自殺しちゃったお母さんにはなかった、ミュリエルの強さ。


以前、仕事でオーストラリアのシドニー、ゴールドコーストに行ったんですが。

どこか、独特の閉塞感のある国だな、ってのが第一印象。

日本と同じ島国で、先進国なんだけど、活気が無いと言うか。

オーストラリアならではのビジネスが発展している訳でもなし、でも気候も温暖だし暮らしやすいしそこそこ裕福で、ガツガツする必要がない、みたいな。

確かにこーいうとこに生まれ育ったら、普通の女の子は「結婚」くらいしか、自分を変える術が無いって思うのかも。

そういうオーストラリアの雰囲気というか、土地柄がよく映画に反映されてて、オージーに大ヒットっていうのが納得です。

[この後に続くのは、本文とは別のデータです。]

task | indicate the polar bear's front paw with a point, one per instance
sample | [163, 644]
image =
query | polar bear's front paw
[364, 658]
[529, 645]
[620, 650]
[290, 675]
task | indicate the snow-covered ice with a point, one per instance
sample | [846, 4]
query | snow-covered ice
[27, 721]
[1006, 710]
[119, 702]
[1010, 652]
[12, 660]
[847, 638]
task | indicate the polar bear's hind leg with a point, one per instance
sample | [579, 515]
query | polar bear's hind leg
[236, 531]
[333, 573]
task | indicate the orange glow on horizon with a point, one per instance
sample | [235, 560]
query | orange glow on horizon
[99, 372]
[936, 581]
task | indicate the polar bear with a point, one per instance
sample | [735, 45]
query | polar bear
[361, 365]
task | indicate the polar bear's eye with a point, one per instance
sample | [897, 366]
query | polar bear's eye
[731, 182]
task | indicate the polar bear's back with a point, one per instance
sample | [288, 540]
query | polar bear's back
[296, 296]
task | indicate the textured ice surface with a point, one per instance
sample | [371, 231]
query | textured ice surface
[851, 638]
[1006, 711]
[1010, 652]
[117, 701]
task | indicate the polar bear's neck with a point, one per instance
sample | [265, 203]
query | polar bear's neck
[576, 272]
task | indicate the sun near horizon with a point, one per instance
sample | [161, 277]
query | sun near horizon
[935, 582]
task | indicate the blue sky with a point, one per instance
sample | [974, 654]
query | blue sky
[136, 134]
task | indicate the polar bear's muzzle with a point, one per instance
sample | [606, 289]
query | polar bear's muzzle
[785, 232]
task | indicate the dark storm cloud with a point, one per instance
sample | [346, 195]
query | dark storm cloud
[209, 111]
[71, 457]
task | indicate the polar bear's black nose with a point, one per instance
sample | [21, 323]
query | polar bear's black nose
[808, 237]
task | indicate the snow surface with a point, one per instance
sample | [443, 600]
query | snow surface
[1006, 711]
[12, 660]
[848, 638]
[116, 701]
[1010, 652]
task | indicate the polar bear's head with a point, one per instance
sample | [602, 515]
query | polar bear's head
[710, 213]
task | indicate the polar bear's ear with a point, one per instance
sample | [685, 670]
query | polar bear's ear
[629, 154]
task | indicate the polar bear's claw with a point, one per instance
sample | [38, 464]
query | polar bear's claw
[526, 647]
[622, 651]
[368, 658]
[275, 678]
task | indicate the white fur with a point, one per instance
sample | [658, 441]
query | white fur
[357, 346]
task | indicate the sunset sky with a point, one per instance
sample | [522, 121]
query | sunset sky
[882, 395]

今見ると、全体的に粗いな・・・つう感じが否めませんが、スクール・カーストの真っ只中にいて、将来何やっていいかもわからんしホントの友達もいない・・・つう、閉塞感にまみれた若い人たちには、ゼヒ観るのをオススメしたい。


女の子の自立って?

ってことを描いてる映画は数多くあれど、「ミュリエルの結婚」が優れているのは、

女性を偶像崇拝的でも男社会の被害者的でもなく、ちゃんと等身大の存在として、描いてるところ。

更に言うと、男とか恋愛とかをきっかけにせず、自分が動いたことによって、周囲と新たな関係が生まれ、ミュリエルが成長していく。

その清々しさ。

コレに尽きる気がする。


自分の行動は、自分で責任を負うこと。

自分の人生の結果は、自分で引き受ける覚悟をもつこと。

自分が主体で、誰のせいにもしないで、人生を生きること。

そーいうコトに気付いたとき、ホントの意味で、女の子は女性として、「美しく」なる。

そんな君の隣には、ホントの友達、ミュリエルにはロンダが、ロンダにはミュリエルがいる。


つうことを、とにかくブスでデブで性格の悪い女子を主人公に、キレイ事一切なし。で描ききってます。この映画。


最後に示されるのは、すごく前向きな未来。

やっぱこの映画好きだ。


でもやっぱ、ミュリエルはユル過ぎると思う・・・

真面目な日本人女子には、ちと共感しにくいかも(笑)。